Latina Lista: News from the Latinx perspective > Culture > Books > CNN’s “Latino in America” is a work in progress

CNN’s “Latino in America” is a work in progress

LatinaLista — Latino in America, the companion book to the televised special of the same name that was broadcast by the cable news network CNN over two nights, is a compilation of stories intended to represent the successes of Latinos.

Latino in AMerica.jpg

Written by CNN host Soledad O’Brien with Rose Marie Arce, Latino in America, supplements the television special by using material and photos not seen in the broadcast version. In addition, the book offers readers the chance to hear more of O’Brien’s voice as her personal insights of traveling the country meeting different Latinos is sprinkled throughout the text.

O’Brien recounts stories as uplifting as young girls attempting to graduate from high school and gang members banding together to keep kids out of gangs to stories highlighting the same public perception problems Latinos have always had like Latina actresses still battling Hollywood stereotype casting.

While the television special created an uproar among some in the Latino community, there’s no denying that stories depicting Latinos struggling to better themselves in circumstances that are far from ideal should be celebrated. Yet the book didn’t go far enough in examining the stories of those Latinos, who have already achieved success and its impact on their lives. In that regard, I was surprised by the lack of the Middle Class Latino experience among all the tales told.
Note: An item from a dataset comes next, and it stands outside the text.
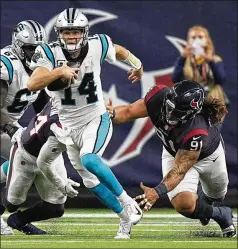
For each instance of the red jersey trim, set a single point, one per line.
(194, 133)
(153, 91)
However, I did find in the book a definition that touches at the heart of the unique position Latinos find themselves in as we go about our daily lives. O’Brien defines Latinos as:

Latino is an American identity. It is a word to describe Americans who are drawn to each other by this intangible cultural link, the similarity of the way we run our families, our devotion to faith, and the warmth of our personalities, our connection to a history that recognizes no border to the south.

Latinos are a people who celebrate the new culture they’ve created in the United States while struggling each day with whether we need to assimilate or integrate into this new society. We ask ourselves what good things we want to preserve from our culture and what American values we want to or need to adopt. And that question never goes away, not one, two, or three generations beyond immigration.

The stories in the book encompassed a wide range of experiences — but it’s not the whole story. Hopefully, CNN discovered that one show or book cannot possibly navigate the entire Latino experience — and is already planning the sequel to both.

By Jo Ann Hernández, assistant editor of Latina Lista’s Bookshelf section, and the author of the award-winning “White Bread Competition” and “The Throwaway Piece.” Jo Ann is also the creator and publisher of BronzeWord Latino Authors.